Wie die Wild Wings mit der bitteren 2:4-Derbyniederlage gegen Mannheim umgehen. Nicht nur Dominik Bittner spricht Klartext. Am Sonntag kommt Wolfsburg.
Schade! Aus dem erhofften spannenden DEL-Derbyabend wurde am Freitag in der ausverkauften Helios Arena – zumindest in den ersten 40 Minuten – eine ziemlich einseitige Angelegenheit pro dem neuen Tabellenzweiten Mannheim. Insgesamt zeigten die Wild Wings über die gesamte Spielzeit nur rund 80 Prozent Leistung. Viel zu wenig, um gegen einen formstarken Erzrivalen, der relativ einfach, aber sehr cool spielte, zu punkten.
Knallharte Analyse
An klarer Selbstkritik fehlte es nach dem Schlusszeichen im Schwenninger Lager nicht: „Wir haben nach dem frühen ersten Gegentor den Faden verloren, hatten lange nicht genügend Feuer“, zeigte es Verteidiger Dominik Bittner auf. „Wir sind nach dieser Leistung natürlich unzufrieden. 80 Prozent sind zu wenig, um in dieser Liga Erfolg zu haben. Wir müssen über 60 Minuten als Kollektiv an einem Strang ziehen, sonst geht es nicht.“
Coach Steve Walker ging vor allem auf die Arbeitsweisen beider Teams in seinem Fazit ein: „Da gab es einen großen Unterschied. Mannheim war aggressiv und schnell in den Zweikämpfen. Wir waren erst im letzten Drittel wettbewerbsfähig und bereit. Dies ist natürlich klar zu wenig.“
Auf dem letzten Drittel wieder aufbauen
Einen kleinen Mutmacher gibt es zumindest aus Sicht der Wild Wings für das wichtige Sonntag-Heimspiel (16.30 Uhr) gegen Wolfsburg. Im letzten Drittel waren die Neckarstädter im Derby sogar das tonangebende Team. Nach dem 2:4 durch Kyle Platzer verzeichneten nun mit Herz spielende Schwäne genügend Chancen, um sogar noch den Ausgleich zu schaffen.

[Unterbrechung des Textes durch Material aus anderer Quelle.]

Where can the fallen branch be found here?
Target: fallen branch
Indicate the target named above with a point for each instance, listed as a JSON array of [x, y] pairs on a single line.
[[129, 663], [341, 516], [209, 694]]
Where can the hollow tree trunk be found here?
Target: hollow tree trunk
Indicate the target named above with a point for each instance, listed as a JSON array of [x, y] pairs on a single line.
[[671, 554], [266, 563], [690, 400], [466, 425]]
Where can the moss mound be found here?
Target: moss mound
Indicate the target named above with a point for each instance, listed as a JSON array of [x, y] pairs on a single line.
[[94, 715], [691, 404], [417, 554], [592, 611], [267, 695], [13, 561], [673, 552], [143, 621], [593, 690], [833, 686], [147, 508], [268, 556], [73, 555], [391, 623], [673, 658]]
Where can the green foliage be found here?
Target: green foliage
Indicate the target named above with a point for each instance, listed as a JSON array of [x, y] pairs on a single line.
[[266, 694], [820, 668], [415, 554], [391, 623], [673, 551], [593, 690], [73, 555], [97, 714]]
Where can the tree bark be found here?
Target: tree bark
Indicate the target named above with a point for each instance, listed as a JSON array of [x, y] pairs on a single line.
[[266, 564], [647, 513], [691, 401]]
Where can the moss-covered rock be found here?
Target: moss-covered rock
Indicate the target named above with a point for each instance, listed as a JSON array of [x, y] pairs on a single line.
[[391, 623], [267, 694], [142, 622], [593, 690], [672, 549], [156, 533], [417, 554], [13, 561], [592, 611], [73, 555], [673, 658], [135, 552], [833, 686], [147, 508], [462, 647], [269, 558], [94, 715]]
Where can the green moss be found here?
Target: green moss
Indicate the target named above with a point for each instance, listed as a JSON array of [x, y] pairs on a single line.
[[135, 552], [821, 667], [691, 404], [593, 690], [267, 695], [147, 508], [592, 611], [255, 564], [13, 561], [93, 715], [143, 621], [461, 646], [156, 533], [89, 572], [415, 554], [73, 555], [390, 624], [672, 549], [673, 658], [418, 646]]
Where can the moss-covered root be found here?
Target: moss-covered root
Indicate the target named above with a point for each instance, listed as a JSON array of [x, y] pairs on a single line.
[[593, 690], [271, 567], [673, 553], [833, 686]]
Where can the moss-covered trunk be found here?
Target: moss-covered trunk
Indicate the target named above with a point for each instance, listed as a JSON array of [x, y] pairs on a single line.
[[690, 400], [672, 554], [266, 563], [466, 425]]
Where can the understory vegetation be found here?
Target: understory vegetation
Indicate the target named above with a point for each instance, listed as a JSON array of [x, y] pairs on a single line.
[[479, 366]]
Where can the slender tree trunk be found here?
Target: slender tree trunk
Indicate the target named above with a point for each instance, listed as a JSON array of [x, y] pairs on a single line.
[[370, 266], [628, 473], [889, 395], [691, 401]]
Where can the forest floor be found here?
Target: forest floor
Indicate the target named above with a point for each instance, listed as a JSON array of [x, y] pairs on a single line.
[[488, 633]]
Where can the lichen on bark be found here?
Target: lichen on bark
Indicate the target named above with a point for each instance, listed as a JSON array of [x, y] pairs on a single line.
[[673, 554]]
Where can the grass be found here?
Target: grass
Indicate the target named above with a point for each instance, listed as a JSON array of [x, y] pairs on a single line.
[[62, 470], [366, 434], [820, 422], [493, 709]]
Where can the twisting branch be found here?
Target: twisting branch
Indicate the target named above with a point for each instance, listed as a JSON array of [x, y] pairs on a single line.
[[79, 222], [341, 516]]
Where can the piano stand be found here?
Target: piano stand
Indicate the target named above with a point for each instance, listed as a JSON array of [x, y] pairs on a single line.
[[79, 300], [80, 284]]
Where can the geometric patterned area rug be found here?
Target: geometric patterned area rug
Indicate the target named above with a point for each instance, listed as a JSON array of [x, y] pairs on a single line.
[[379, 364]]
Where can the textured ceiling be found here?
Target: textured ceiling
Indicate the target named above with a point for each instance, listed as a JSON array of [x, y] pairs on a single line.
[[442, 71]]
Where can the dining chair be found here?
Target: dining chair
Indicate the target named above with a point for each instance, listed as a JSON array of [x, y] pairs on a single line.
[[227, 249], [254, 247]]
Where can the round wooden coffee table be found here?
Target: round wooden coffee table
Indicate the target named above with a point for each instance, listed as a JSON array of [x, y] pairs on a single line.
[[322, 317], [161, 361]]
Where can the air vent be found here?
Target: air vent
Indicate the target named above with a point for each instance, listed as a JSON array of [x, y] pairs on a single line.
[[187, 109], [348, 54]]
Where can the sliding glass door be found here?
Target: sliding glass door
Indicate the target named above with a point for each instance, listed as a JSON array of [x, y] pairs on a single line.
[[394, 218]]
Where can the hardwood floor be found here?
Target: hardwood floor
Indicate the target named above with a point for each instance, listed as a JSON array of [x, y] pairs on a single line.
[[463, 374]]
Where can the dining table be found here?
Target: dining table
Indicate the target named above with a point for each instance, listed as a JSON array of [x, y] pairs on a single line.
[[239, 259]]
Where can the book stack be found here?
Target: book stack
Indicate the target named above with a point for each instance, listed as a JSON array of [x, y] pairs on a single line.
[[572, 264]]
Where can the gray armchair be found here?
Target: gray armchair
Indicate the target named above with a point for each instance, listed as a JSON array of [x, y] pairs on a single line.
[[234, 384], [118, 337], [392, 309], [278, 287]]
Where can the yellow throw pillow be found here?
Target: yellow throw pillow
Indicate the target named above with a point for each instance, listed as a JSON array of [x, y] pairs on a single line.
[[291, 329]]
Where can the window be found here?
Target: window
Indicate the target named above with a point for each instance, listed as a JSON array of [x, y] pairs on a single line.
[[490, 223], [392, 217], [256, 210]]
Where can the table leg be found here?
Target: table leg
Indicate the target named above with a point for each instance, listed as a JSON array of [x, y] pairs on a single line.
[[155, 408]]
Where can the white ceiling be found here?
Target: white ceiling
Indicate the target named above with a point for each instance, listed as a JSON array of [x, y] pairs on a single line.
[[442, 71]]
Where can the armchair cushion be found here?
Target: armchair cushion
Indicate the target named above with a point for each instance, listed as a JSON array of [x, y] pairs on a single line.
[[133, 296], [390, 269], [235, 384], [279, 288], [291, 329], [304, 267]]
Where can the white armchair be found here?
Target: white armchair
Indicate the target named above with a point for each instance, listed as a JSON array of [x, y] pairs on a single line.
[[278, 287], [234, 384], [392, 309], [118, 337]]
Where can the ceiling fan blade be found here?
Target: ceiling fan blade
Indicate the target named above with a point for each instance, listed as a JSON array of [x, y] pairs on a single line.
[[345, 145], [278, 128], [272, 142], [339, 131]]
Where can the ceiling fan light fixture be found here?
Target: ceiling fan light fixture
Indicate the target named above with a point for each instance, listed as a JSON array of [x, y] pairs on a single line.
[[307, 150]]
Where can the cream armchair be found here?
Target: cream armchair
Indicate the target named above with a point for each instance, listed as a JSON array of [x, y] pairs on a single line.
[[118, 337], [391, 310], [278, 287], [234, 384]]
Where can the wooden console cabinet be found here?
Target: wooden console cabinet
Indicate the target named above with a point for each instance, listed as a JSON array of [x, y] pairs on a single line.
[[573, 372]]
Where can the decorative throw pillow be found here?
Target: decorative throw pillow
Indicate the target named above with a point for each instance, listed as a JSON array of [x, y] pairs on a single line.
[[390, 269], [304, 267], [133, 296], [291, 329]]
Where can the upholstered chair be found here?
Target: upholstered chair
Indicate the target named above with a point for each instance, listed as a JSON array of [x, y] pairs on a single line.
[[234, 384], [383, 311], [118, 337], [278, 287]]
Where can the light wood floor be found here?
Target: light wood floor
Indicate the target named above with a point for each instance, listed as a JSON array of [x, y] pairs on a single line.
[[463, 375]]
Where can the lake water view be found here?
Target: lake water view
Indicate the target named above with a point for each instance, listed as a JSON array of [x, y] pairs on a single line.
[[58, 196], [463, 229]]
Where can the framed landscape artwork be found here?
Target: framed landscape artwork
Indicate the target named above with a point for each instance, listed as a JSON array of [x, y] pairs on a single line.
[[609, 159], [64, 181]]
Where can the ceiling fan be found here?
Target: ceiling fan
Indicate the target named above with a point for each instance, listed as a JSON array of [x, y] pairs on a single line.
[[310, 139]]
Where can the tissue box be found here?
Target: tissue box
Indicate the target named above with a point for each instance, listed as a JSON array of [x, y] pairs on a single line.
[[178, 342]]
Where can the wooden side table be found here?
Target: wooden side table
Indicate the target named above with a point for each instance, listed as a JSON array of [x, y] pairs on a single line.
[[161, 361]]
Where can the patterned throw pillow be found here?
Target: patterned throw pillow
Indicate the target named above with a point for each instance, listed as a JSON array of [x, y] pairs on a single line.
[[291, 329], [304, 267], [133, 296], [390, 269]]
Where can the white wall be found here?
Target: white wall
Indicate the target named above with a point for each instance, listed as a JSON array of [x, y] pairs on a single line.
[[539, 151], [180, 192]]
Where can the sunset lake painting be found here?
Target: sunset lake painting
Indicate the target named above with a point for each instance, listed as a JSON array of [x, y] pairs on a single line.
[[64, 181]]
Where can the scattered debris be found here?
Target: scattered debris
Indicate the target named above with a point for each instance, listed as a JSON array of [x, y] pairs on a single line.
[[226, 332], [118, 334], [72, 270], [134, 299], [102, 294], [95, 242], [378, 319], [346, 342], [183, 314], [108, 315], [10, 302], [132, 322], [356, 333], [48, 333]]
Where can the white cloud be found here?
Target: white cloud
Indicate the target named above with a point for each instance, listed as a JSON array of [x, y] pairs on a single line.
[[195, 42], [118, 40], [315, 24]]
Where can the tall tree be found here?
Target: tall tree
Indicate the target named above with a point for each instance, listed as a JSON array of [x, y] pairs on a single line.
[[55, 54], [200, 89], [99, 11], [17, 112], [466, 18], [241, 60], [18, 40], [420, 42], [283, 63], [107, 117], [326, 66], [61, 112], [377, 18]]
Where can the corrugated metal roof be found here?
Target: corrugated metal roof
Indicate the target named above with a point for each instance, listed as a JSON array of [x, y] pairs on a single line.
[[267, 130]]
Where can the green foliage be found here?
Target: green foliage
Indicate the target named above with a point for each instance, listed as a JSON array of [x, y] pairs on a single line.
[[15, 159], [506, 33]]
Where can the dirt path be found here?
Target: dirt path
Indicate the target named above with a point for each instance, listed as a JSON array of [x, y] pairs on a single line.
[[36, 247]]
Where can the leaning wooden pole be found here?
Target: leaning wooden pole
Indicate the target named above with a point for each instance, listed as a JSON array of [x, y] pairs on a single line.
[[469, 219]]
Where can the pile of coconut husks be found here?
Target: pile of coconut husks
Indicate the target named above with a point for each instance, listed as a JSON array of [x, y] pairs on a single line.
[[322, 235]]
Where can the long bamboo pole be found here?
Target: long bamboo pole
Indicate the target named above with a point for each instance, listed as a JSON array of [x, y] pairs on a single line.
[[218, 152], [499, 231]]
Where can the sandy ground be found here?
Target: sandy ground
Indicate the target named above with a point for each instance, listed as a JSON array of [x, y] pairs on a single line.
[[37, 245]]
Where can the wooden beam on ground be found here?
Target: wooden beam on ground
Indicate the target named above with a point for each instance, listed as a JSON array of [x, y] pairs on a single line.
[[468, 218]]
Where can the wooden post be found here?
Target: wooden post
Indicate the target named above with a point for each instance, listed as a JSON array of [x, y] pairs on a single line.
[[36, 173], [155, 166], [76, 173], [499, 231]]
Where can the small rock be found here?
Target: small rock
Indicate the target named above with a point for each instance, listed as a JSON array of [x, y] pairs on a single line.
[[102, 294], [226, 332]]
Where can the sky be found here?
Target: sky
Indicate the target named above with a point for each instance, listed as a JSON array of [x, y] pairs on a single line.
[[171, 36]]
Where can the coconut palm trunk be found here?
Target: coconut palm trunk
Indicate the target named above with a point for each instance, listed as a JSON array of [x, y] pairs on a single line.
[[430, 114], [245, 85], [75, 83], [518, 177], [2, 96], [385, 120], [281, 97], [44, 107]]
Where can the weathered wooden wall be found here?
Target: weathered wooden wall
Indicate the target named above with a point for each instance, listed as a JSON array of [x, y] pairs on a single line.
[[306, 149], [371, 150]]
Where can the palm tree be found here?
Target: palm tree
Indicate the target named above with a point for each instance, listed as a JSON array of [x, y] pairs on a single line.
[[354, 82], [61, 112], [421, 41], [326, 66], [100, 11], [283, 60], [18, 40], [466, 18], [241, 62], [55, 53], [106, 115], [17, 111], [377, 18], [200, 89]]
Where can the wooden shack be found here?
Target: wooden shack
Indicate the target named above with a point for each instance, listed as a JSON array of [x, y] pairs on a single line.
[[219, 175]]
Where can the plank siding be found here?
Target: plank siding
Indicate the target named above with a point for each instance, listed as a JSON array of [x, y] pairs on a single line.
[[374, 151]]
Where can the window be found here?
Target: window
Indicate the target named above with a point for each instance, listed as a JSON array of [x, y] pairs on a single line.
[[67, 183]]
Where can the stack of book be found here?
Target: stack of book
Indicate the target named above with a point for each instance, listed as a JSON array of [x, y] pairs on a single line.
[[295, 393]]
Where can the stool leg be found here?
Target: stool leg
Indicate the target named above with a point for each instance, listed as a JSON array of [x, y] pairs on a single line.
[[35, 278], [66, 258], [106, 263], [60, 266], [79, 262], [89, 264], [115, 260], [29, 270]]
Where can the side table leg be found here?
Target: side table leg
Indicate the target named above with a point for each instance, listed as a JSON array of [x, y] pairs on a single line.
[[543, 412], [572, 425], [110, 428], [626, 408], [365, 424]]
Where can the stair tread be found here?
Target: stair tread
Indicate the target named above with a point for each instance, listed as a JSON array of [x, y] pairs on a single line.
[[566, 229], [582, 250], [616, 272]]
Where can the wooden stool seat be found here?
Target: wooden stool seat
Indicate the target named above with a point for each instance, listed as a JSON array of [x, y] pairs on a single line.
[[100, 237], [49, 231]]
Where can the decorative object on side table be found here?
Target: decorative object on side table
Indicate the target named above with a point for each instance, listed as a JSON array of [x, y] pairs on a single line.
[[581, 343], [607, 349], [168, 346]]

„Aber wir haben dann in dieser Phase sehr hart verteidigt und sind glücklich, hier in diesem schwierigen Gebäude gewonnen zu haben“, lobte Adler-Coach Dallas Eakins sein Team.
Jetzt kommt Wolfsburg
Klar ist, die am Freitagabend auf Rang acht abgerutschten Wild Wings stehen gegen Wolfsburg am Sonntag etwas unter Zugzwang. Drei Punkte wären in der aktuellen Situation für die Neckarstädter wichtig, um wieder mehr Stabilität in das Gesamtbild reinzubekommen.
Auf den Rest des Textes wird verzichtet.